Glenn was born in Great Bend and raised on his family farm near there, where his parents instilled in him a strong work ethic and a sense of integrity. He went on to graduate from Kansas State University with a business degree, and K-State is where he met his wife Elaine. They moved back to north central Kansas to grow the three-generation family farm and eventually to raise their three children. He promoted his life’s work through representation of Kansas farmers and ranchers in organizations like the Kansas Livestock Association and the National Cattlemen’s Beef Association. Glenn and Elaine were well-respected, not only in the cattle industry, but also in their community for their generous commitment to improving the lives of their neighbors. 

As a founding board member of Pawnee Valley Community Hospital Foundation, one of Glenn’s top priorities was improving the health care in Larned, Kansas. Their hospital was faced with potential closure in 2009 until efforts were made by the city of Larned and community members like Glenn to solve the problem and to keep the hospital doors open. For rural communities like Larned, access to the types of health care facilities offered by Pawnee Valley Community Hospital is essential to their community’s future.

Elaine, his wife, was a tireless heart for service and volunteered in a number of organizations, including the Fort Larned Historical Society, the Larned Hospital Auxiliary, the Santa Fe Trail Center, the Larned Music Club, 4–H, Girl Scouts, and was a K-State trustee, just to name a few of her activities. She played the piano and taught Bible study classes at Grace Community Church in Great Bend where the pastor said that he loved to talk with Glenn about the weather – and that’s a pretty common Kansas conversation – and that he always used the farmer’s expertise to analyze the day. The pastor said that Glenn knew exactly how much moisture we had and what was needed, and whether this was good for the wheat versus the milo and how it might affect the feed yards. The pastor continued, he said that there has been talk that Glenn behaved in a very heroic way.

I have no idea whether that is true, but I will tell you that he is the kind of guy who would absolutely have done the right thing. Glenn and Elaine’s legacies of selflessness, philanthropy, leadership, undoubtedly live on. I have met lots of people in my life, and I don’t know that I have ever met a couple with more optimism, with more care and concern for other people, with a sense that things will be better tomorrow, and that the idea that hard work and living your life in integrity and as a companion to your Creator, would mean that good things would happen for you and your family. Amy Harter, their daughter, and her family lived in a house on the Mulls’ land and worked in the family business, while she and her husband Doug raised their children, Chase and Samantha.

Sixteen-year-old Samantha, the granddaughter, was killed in that plane crash. She was described by one of her classmates at Larned High School, a student body of about three hundred, as a silly girl, but a serious enough one to be a member of the honor choir. She would have the most energy in the honor choir practice at seven in the morning. And she’d be there — tired — but with caramel rolls that her mom had made and laughing and having fun. 
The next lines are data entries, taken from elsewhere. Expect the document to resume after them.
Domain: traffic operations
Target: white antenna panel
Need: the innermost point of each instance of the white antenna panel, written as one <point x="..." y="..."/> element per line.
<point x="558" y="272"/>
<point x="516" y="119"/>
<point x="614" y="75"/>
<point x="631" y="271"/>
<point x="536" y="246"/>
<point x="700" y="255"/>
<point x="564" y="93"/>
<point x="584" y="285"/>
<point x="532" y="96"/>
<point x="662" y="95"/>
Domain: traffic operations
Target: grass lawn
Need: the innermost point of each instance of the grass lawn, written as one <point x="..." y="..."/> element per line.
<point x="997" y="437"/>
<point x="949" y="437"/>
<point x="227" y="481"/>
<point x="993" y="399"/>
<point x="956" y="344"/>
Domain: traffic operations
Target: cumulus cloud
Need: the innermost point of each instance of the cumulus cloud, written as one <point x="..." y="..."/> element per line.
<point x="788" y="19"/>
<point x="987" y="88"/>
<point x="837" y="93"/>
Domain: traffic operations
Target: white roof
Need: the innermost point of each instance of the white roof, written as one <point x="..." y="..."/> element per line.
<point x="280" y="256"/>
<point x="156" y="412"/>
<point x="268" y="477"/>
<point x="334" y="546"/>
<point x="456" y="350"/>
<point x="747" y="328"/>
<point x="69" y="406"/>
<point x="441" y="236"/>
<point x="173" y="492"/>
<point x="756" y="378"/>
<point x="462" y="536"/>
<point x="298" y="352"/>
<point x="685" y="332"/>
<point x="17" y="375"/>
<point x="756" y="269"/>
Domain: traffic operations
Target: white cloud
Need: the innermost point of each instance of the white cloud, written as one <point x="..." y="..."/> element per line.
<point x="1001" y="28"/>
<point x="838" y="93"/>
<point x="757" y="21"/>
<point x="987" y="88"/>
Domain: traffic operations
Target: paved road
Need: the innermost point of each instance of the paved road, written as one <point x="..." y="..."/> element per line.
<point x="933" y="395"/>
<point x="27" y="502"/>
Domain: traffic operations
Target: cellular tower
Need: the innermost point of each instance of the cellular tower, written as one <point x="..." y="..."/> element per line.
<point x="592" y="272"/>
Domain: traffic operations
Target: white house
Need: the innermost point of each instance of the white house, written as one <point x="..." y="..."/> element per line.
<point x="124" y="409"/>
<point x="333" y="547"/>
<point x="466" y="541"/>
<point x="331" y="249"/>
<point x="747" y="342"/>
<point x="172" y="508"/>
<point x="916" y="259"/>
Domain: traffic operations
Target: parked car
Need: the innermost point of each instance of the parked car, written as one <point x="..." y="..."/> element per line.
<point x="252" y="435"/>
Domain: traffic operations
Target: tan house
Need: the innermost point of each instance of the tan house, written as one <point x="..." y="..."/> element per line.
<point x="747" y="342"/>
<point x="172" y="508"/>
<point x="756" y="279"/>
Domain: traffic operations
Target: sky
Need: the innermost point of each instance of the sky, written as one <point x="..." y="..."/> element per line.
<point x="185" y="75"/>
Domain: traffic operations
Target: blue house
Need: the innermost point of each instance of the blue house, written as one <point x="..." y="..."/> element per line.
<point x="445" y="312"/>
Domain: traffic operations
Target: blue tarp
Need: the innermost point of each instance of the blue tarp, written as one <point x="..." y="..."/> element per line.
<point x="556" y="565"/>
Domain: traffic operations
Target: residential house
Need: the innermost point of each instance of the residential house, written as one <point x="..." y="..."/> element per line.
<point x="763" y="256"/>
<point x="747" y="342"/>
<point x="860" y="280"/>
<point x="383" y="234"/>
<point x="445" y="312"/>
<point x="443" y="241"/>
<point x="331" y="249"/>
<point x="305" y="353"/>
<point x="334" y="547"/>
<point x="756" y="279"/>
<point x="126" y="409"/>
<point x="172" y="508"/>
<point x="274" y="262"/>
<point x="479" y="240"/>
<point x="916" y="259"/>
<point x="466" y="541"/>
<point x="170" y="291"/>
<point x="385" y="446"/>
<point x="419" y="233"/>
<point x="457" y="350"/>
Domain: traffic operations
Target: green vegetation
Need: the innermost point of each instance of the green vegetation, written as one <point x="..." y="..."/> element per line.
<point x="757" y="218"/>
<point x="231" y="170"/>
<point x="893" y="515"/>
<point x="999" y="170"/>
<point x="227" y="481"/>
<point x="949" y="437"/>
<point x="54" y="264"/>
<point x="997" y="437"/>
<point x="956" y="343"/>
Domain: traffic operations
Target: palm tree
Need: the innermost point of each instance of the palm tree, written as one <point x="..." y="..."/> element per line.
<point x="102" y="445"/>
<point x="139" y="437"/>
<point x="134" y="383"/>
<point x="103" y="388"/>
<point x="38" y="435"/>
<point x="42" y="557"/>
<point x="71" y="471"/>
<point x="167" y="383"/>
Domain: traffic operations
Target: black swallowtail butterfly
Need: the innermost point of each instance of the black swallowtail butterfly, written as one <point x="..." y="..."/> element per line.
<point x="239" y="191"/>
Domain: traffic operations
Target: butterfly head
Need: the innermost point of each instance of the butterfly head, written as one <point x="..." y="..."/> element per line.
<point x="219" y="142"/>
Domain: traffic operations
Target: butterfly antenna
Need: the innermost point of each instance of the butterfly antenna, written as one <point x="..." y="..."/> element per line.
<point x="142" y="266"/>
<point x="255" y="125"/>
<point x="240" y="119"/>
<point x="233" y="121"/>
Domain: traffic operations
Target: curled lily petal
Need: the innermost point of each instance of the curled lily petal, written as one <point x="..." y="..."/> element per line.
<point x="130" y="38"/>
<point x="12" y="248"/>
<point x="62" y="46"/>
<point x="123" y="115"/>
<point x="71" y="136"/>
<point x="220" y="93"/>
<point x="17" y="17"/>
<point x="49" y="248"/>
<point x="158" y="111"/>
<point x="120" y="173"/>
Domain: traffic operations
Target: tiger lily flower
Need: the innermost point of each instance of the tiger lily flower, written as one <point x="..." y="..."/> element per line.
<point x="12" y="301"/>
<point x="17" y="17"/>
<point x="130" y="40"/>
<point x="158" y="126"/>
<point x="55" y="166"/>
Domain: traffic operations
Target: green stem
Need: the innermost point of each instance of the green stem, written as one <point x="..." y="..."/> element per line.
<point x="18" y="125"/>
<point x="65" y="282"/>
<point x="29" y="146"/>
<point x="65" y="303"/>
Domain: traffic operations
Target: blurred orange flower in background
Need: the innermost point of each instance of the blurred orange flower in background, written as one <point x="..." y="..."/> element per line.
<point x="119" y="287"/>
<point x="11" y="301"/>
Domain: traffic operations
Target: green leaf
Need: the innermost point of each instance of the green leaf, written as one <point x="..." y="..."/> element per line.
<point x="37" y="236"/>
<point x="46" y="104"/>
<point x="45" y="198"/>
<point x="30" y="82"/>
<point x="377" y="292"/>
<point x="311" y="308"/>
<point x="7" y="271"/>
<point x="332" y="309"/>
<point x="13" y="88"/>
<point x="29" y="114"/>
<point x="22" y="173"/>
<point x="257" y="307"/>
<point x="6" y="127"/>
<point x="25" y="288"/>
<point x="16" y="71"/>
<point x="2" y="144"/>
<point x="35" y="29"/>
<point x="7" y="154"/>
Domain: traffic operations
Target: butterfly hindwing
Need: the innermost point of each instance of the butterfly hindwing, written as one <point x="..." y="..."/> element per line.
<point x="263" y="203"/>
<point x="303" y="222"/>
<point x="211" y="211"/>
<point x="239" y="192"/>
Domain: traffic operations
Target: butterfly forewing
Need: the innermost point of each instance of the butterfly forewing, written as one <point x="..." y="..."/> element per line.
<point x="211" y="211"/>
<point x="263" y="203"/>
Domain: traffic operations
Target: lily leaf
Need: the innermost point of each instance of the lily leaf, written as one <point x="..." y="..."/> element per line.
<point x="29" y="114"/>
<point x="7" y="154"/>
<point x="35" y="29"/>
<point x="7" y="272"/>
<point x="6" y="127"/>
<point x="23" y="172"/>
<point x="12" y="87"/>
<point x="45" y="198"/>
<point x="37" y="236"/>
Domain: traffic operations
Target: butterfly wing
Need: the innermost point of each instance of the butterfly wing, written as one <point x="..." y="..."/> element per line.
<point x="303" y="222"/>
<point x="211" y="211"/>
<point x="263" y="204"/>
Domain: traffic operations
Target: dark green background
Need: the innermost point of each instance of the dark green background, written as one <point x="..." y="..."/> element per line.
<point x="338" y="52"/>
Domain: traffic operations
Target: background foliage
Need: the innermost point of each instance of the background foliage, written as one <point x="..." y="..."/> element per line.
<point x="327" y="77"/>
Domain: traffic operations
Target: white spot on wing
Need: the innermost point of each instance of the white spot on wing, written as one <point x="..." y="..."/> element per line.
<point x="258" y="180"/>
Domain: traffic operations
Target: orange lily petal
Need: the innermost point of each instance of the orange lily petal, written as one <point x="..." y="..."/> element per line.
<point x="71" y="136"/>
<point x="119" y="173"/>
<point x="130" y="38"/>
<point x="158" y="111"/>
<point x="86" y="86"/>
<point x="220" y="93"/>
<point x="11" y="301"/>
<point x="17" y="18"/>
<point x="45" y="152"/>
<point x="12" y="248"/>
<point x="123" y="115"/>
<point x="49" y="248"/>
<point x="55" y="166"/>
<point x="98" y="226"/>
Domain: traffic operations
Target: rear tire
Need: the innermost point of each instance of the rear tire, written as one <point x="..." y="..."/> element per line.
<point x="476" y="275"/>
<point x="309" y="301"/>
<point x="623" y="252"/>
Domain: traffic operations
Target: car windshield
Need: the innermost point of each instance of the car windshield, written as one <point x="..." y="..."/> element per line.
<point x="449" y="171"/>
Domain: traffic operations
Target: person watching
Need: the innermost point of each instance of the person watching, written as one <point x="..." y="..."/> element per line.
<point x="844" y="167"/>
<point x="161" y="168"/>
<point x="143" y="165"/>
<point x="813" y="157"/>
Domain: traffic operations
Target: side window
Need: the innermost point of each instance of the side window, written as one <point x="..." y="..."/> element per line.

Kansans know what it means to persevere, and certainly the Mull family has persevered through many difficulties. No farmer or rancher escapes that in our state. We embrace our state’s motto – “Ad astra per aspera” — “To the stars through difficulties.” And during difficult times we often see the very best in people, like Glenn’s decision to save lives in Tennessee when he couldn’t save himself or his family. And amidst the loss of Glenn and Elaine, their daughter, and granddaughter, this Kansas community is suffering, what stands out is the outpouring in Larned and Great Bend, at home in central Kansas, by the care and compassion shown by their friends and neighbors – but also by the residents of Bellevue, who were united in care and concern for this family that they never knew. Glenn, Elaine, their daughter Amy, and granddaughter, Samantha will be greatly missed, and all we can do now is model our lives after the lives they led and ask that God comfort them, their families — be a source of support for all who knew them as we go through this continued time of grief.